The fact that this compound reacts with a heated ethanolic KOH solution to form two alkenes suggests that A is an alkyl bromide undergoing a hydrodehalogenation. It is not practical to try to draw all the possible structures for an akyl bromide of formula C5H9Br, thus you would look to the second part of the problem for more information.
Both alkenes B and C react with hydrogen gas in the presence of a palladium catalyst to form the same compound D. Under these conditions you would know that alkenes reduce to their corresponding alkane. Because both B and C form the same compound (D) when reduced, the implication is that they have the identical carbon skeleton, but the double bond of the alkene is merely in a different position.
In the third part of the problem we are told that D can be directly prepared by reacting 1-butene with diiodomethane over Zn(Cu). Since we have already studied this particular reaction we know D can only be ethylcyclopropane. At this moment, we have the structure for D and know the carbon skeleton of A through C. However, we do not know exactly where the double bonds in B and C are located or where the bromine atom is located in A.
Here we go to the beginning of the problem where it notes that A is optically active. This is an important hint and could be easily missed upon a first reading.

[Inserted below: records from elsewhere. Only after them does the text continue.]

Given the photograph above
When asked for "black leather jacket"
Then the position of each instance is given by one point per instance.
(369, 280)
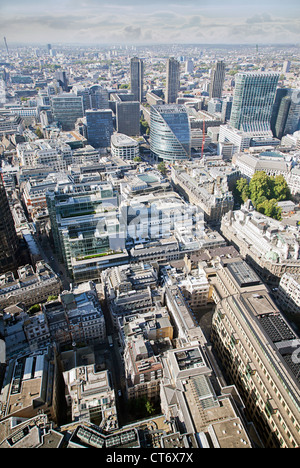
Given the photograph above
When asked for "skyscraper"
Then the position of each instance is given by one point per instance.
(137, 78)
(173, 81)
(253, 101)
(66, 108)
(128, 118)
(9, 242)
(217, 80)
(170, 133)
(99, 125)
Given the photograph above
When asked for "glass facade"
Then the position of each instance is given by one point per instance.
(84, 222)
(99, 127)
(170, 133)
(253, 101)
(66, 109)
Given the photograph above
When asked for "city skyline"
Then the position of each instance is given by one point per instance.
(168, 21)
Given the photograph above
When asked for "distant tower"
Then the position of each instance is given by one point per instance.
(253, 101)
(137, 77)
(9, 242)
(6, 46)
(173, 81)
(217, 80)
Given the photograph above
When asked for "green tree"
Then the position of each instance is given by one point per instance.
(260, 187)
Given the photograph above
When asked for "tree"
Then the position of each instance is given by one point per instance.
(281, 190)
(242, 190)
(270, 208)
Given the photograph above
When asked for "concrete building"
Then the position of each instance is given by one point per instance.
(88, 391)
(211, 195)
(266, 376)
(143, 370)
(31, 386)
(124, 147)
(217, 80)
(66, 108)
(99, 127)
(76, 318)
(271, 247)
(29, 287)
(253, 101)
(173, 81)
(86, 230)
(170, 135)
(137, 78)
(189, 396)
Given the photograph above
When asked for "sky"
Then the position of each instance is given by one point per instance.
(153, 22)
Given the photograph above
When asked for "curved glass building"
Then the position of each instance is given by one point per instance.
(170, 133)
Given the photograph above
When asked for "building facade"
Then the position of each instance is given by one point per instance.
(137, 78)
(217, 80)
(170, 133)
(99, 125)
(253, 101)
(173, 81)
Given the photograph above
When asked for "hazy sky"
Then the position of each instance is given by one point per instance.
(154, 21)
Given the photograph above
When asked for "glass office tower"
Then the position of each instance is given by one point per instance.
(253, 101)
(66, 108)
(170, 133)
(173, 80)
(217, 80)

A bromine on either a ring carbon or on the terminal carbon of the ethyl group would not produce a stereogenic centre and therefore those compounds would not be optically active. However, (1-bromoethyl)cyclopropane is the only isomer that has a stereogenic centre and is optically active. Note that alkenes B and C could be in either order, but we have chosen the less sterically strained terminal alkene to be the most likely major product (B). We have now identified Compounds A through D as shown below in our summarized road-map graphic.
Note: On assignments and examinations, the policy will be to award half of the marks available on road-map problems for reasoning. Thus, you will be able to obtain a certain number of marks for recognizing what is happening in a particular reaction, and so on. You cannot obtain more than half marks by just identifying the unknowns, even if they are all correct. To obtain full marks, you must show the steps that led you to your conclusions.
When working out a road-map problem, do not guess. As Sherlock Holmes said to Dr. Watson in Sir Arthur Conan Doyle’s A Scandal in Bohemia, It is a capital mistake to theorize before one has data.
In many ways you are a detective as you try to solve road-map problems. Base your conclusions on the facts that are given in the question, not on some preconceived notion of your own.